I've got some thoughts on this, but been a bit tied up.
First off, I've got some personal exposure to these processes. I was on the grand jury for 2 years and I also defended cases like these, not just alleged CSC, but CSC in a resort town where neither the victim or suspects were residents of the state, let alone the county.
In regards to the alleged incident. I don't find anything credible on its face without something to corroborate it. That's not a shaded bias against the victim or defendant, but more a quest for what is likely to be proven in court. So victim says "X", what else do you have to corroborate to prove that? Same goes for defendant's, you've got an alibi, let me talk to who can place you somewhere else, and then lets hope you've got a cc receipt or something. So I don't really want to debate facts where we have zero evidence to corroborate anything, and I'm certainly not passing judgement on what may or may not be true, or taking sides. I just think its worthless to discuss credibility and what might be true.
From an indictment standpoint, the old "ham sandwich" saying was pretty much true in my experience. In our jurisdiction, we had 18 assembled, 12 votes needed to indict, and some days we only had 12 people show up. Our county didn't continue that day, we just did it with 12, which gave me immense power BTW. (Side story, Dan Dantoni, Marshall coach and brother of Mike, owes me a few years of his life, his case showed up the day we had 12 and I voted no, but that's a story for another day). Our process was simple, our county has 4-5 incorporated cities with their own government, and unincorporated areas. So each jurisdiction would send the lowest member of the staff totem pole and that cop would read the arrest warrant for every pending case. We saw the prosecutor for 5 minutes in the morning, that was it. We didn't even vote on a single case. If Myrtle Beach had 70 cases, he'd read them all, and we'd vote for all 70 at once. I didn't like that and after a few months, if something seemed shady, I'd step in and ask them to pull that one out and we'd vote on it separately, but it was still a joke for the most part. It was also like pulling teeth to get the other 17 to allow me to single out one case for discussion. Other things made it a joke, one town would send a cop that could barely read, so imagine how focused we were on facts when the guy could barely read a full sentence.

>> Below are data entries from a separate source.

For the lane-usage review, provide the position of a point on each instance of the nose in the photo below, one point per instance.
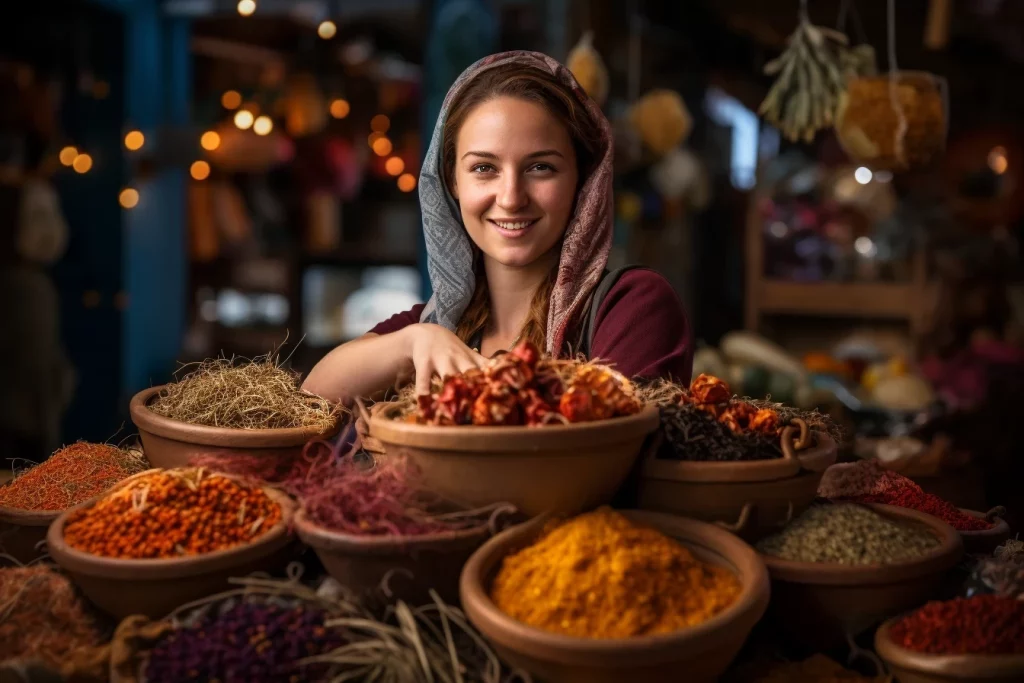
(512, 194)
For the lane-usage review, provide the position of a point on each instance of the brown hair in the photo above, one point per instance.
(537, 86)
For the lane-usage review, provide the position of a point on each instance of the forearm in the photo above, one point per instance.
(365, 367)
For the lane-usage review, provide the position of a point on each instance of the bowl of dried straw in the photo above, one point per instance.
(223, 408)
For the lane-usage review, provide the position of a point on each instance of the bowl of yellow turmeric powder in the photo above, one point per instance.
(612, 596)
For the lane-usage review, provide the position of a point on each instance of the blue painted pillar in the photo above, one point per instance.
(158, 94)
(461, 33)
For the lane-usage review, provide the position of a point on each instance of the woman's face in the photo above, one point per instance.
(515, 178)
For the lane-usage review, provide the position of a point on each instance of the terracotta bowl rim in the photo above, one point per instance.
(752, 600)
(947, 554)
(999, 526)
(115, 568)
(321, 538)
(505, 439)
(148, 421)
(968, 667)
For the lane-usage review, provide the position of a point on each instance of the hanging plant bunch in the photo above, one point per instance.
(812, 74)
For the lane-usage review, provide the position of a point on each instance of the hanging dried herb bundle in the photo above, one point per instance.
(705, 422)
(812, 74)
(255, 394)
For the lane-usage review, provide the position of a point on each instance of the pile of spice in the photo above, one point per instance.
(256, 394)
(42, 619)
(1003, 573)
(705, 422)
(867, 482)
(343, 496)
(848, 534)
(601, 575)
(72, 475)
(172, 513)
(245, 641)
(980, 625)
(521, 388)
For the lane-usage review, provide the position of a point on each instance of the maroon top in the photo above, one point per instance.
(640, 328)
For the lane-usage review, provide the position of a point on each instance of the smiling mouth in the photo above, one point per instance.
(513, 225)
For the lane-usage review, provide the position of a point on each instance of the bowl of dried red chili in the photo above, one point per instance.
(169, 442)
(980, 638)
(828, 581)
(165, 538)
(613, 596)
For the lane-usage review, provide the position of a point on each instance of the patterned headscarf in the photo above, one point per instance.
(585, 245)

The only time we didn't follow that process is if it was some corruption case with local officials. That required state LE to investigate and when they showed up that investigator would at least give us an overview from a detailed report. It was much more involved evidence, but those were one off situations.
I would hope there are other jurisdictions doing better work, but I'd bet a bunch of them have a similar rubber stamp process. Zero evidence is presented, no witnesses, no prosecutor, just a cop reading the arrest warrant. It was a joke.
As for crimes like this where the victim and defendant's are not residents. Cases like these aren't treated with the same priority as if all parties live in that county. Shouldn't be that way, but in reality there is something to out of sight out of mind in regards to this. Much easier for a prosecutor to dispose of it in a way that gets it off her list rather than what is right. Is it possible a prosecutor looked at the evidence and flat told the victim she was in for a rough process where he/she may not have if the victim was local? Sure. If there was even one or two facts off, then a prosecutor could easily explain its a tough case to try, you're going to have to travel here 2-3 times, miss work, be available when the court schedules this, and undergo 2 different sets of attorneys picking your story apart. That they'd be glad to take it to court, but that's what your facing, etc. So in reality it could be a strong case and just didn't get the prosecutors energy it should have. Or it could have been a really bad case and she was flat out told it was a bad case. Hard to say, but her not living there clearly was a factor. I guarantee if the prosecutor had to run it by the DA before he/she moved to dismiss it, the words "the victim and defendants don't live here and will never come back" came out of his or her mouth.
As for Patricia, he came out strong in his statement. Which means one of two things. One, he knows the case better than anyone and by stating his innocence so strong he's not worried one bit about the victim coming at him with her version at this point. I know he was in a position where he had to say something, but he didn't hide behind generic soft stuff, he came out strong and I think that is unlikely if this could possibly bite him in the ass at this point. There isn't a statute of limitations, so he has to know the danger of awaking a sleeping dog. So TWO, if he did that, he's an idiot. Since I don't think he's an idiot, I'm guessing facts are on his side in this if the details ever come to light.
As for the NFL aspect, I really don't like to speculate. I was hopeful that facts and reasonable thoughts would govern past discipline situations. I'm done speculating on things that originate at that level.